California’s unemployment rate has climbed again, placing the state at or near the top of the nation, and in Modoc County the jobless rate remains significantly higher than the statewide average. In June 2025, California’s unemployment rate stood at 5.4 percent, tying with Nevada for the highest rate among all U.S. states. By comparison, the national unemployment rate was about 4.1 percent.
Modoc County, located in northeastern California, recorded a jobless rate of 9.1 percent in January 2025, well above both state and national levels. The county’s civilian labor force numbered 3,070, with 280 people unemployed at the time.

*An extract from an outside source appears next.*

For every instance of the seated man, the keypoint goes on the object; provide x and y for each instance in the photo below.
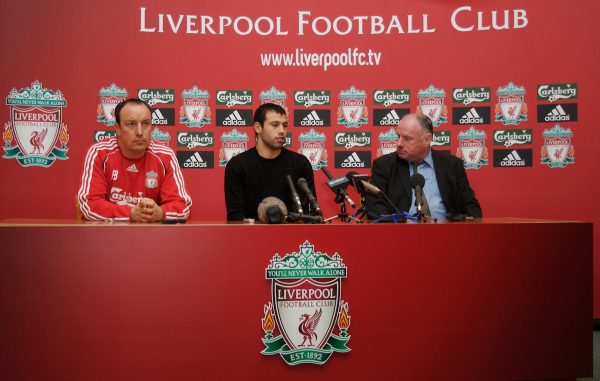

State officials say California’s unemployment rate reflects slowing job growth and increased economic pressure. Employers are often holding off on hiring amid uncertainty over tariffs, immigration, automation, and rising costs.. While some job gains occurred in health services and private education, sectors like trade, transportation and utilities posted losses, driven by declines in warehousing and wholesale trade.
For Modoc County, a rural region with fewer than 9,000 residents and limited industry diversity, the high jobless rate reflects broader structural challenges. The county relies heavily on federal employment tied to public lands and services, which means it has fewer non‑government job opportunities compared to urban areas. Modoc’s median household income is among the lowest in California, and nearly a quarter of its population lives below the poverty line.
As of the latest EDD release for June 2025, California’s job market shows signs of stagnation. The state has added few jobs in sectors outside health care and government, and the overall unemployment level remains elevated.
In a county where job options are already limited, residents of Modoc County face some of the state’s sharpest employment challenges.